Speech to the Gemini Awards
Gordon Sinclair Award for Broadcast Journalism
Awarded to Ron Haggart - presented by Paul Jay
Oct 28, 2000

It was a late Saturday night, in the spring of 1971. Reporter Ron Haggart had a final meeting with the leader of the most serious prison riot in Canadian history. The inmates of the Kingston Penitentiary had reached their limit with conditions they considered intolerable. Guards held hostage, readied for the worst. Outside, police cars everywhere - a few hundred army troops surrounded the building. Haggart and a few lawyers had been summoned by the prisoners to mediate. Now it was down to Ron and the leader of the uprising. Outside the walls, they could hear the soldiers readying their weapons, preparing to charge.

Why this journalist, why trust this guy?

The answer is simple. Ron Haggart's known as a man who loves the truth and cares about people.

Haggart was famous. He wrote a column that made politicians shudder. He didn't just report. He fought. Against injustice, lies, bureaucracy. His work inspired many, including a 10 year old Toronto kid, who had no idea that someday he'd help Ron found a new TV show.

Haggart has guts. As editor-in-chief of the UBC student paper, he fought for freedom of speech and against political repression during the rise of McCarthyism. As a young Vancouver city reporter, he rocked the police department with a scathing expose. His 1971 book- Rumours of War- criticized Pierre Trudeau's handling of the October Crisis.

By the early 70's, Haggart was a star of Canadian journalism, mentioned in the same breath with such legends as Pierre Berton and Nathan Cohen. Certainly enough careers for one lifetime. But for Ron, this was just a warm up.

He left full time print, and made a television film that won the Edward R. Murrow award for a local documentary.

Then Moses Znaimer had this idea about a local Toronto TV station. Ron was the second person he hired right after the ad salesman.

For 3 years, Canada's Lou Grant helped reinvent local television news.

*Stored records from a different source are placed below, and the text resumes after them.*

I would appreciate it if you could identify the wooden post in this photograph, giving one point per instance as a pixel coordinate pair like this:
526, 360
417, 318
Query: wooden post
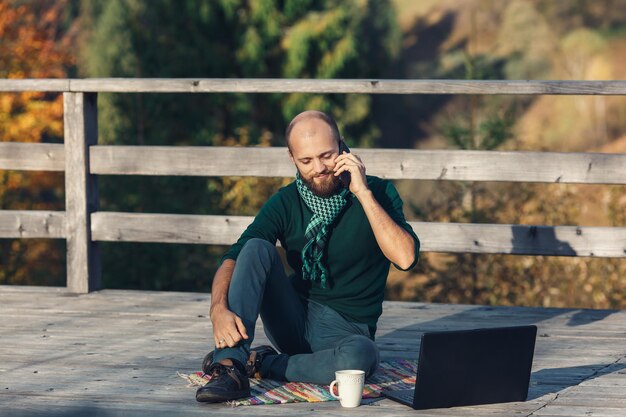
81, 192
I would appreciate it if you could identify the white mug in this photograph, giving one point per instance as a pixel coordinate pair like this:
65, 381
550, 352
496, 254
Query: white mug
349, 386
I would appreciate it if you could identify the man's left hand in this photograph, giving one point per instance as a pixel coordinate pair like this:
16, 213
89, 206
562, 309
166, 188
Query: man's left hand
352, 163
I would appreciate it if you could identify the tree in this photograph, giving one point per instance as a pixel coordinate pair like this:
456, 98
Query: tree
234, 38
34, 44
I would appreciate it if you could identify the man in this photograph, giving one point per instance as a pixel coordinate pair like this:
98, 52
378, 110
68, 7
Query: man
339, 241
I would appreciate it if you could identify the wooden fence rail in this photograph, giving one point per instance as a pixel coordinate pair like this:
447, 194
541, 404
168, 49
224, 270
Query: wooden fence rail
83, 160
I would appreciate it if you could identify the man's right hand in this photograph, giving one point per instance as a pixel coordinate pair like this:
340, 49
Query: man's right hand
228, 329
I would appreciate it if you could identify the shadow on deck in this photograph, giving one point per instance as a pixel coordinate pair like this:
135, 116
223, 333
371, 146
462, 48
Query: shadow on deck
118, 352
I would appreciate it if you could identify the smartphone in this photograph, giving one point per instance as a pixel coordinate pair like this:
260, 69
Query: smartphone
344, 177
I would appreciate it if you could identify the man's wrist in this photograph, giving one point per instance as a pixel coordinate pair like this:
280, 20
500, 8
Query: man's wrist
364, 194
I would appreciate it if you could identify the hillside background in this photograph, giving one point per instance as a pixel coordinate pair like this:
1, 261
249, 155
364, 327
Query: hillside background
402, 39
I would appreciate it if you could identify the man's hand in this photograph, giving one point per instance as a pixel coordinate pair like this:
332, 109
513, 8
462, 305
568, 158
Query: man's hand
353, 164
228, 329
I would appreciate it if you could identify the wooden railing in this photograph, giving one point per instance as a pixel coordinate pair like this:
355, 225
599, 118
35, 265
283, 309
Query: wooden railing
83, 225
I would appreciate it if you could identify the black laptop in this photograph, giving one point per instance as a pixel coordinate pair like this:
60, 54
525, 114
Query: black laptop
471, 367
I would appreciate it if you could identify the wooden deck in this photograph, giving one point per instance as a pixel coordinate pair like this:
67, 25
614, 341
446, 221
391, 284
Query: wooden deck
118, 353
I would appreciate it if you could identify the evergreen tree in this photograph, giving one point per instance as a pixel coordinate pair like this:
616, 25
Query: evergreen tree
223, 39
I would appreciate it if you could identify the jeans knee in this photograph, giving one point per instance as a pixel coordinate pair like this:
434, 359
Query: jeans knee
358, 352
259, 249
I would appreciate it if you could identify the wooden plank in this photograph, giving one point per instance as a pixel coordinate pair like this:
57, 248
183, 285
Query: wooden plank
167, 228
435, 237
144, 338
523, 239
81, 192
35, 84
32, 156
363, 86
453, 165
32, 224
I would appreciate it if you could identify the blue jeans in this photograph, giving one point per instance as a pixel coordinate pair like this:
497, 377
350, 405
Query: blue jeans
314, 340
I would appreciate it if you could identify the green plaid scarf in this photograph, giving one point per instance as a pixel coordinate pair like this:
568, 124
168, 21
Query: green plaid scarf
325, 211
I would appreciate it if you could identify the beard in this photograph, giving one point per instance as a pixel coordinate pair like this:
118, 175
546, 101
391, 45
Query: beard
324, 188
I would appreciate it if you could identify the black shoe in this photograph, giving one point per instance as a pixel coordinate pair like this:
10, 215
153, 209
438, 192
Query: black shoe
253, 364
227, 383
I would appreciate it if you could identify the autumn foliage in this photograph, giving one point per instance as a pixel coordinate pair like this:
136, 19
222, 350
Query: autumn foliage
34, 45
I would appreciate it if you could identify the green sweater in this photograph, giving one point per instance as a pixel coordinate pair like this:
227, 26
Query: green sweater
357, 267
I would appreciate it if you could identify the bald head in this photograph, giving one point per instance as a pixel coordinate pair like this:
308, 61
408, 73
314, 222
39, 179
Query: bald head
312, 115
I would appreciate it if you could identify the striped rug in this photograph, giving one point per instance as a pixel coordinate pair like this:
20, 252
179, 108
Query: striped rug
393, 374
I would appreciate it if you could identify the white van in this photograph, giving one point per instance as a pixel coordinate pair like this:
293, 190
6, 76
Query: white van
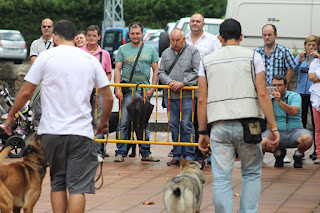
212, 26
295, 20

In 1975 Ron was the second person hired by Peter Herndorf to create the 5th Estate. For the next 13 years he helped reinvent the investigative documentary. Journalists like Brian McKenna, Hana Gartner, Adrienne Clarkson, Susan Teskey and Eric Malling were nurtured with now famous Haggartisms (to do this right, I should smoke a few packs of cigarettes):

"if you don't get the little things right, no one will believe you on the big things"

"the research file for any fifth estate item should be enough to write a book"

"what everybody knows is usually wrong"

Fifth Estate producers who worked for Haggart describe the experience as something like boot camp with Socrates.

Haggart loves facts and he loves language. And what he loves, he defends. His letters to the editor are renowned. Here's a sample from the 1980.

'A reviewer in The Globe and Mail refers to speakers before the Empire Club pledging their fealty to Her Most Imperial Majesty, Victoria, . . . . ' - Haggart readies his dagger.

'The Empire Club was founded (as the reviewer points out) in 1903, but Queen Victoria (as the reviewer does not point out) died in 1901, making it somewhat unlikely that luncheon speakers ever pledged loyalty to her beneath a banner that said Empire Club'.

Ron Haggart Senior Producer The Fifth Estate CBC Television Toronto '


And woe to the newspaper editor who drops the 'u' in glamour, thinks Canadian judges use gavels or that Canadian military personnel salute while hatless.

Ron retired from CBC in 1991. Did I say the word 'retired'? I don't think so.

It was at that time Ron reentered my life. I knew him from his work as the first exec producer of Witness. I went to him as said " would you like to do a debate show together?" He said sure. We proposed a show with opinionated hosts that represented the true breadth of the political spectrum. Only the CBC had the nerve to do it, and Michael Harris and Slawko Klimku gave us a go ahead. We put the unlikely pair of Judy Rebick and Clare Hoy together and created Face Off. For the next five years Ron helped reinvent the television debate show.

When Face Off finished its run, Ron and I sat with Tony Burman and Maria Mironowitz and created a debate program with an opinionated, left wing, irreverent host. In today's environment, perhaps an even gutsier move by CBC, and surely Ron's participation helped give us confidence to make counterSpin a reality.

So now, after more than 40 years of outstanding and innovative journalism, ask Ron what's his greatest achievement.

He goes back to those sleepless nights at Kingston Pen. There he was, standing between 400 rioting prisoners, their hostages and the Canadian army. After four days inside the prison, Ron emerged with a deal.

He won a National Newspaper Award for his coverage of the events. But that's not what makes him proud. It's the fact that many people could have died, and they didn't.

It's my honour and privilege to present the Gordon Sinclair Award for broadcast journalism, to a man who loves the truth and cares about people . . . Ron Haggart.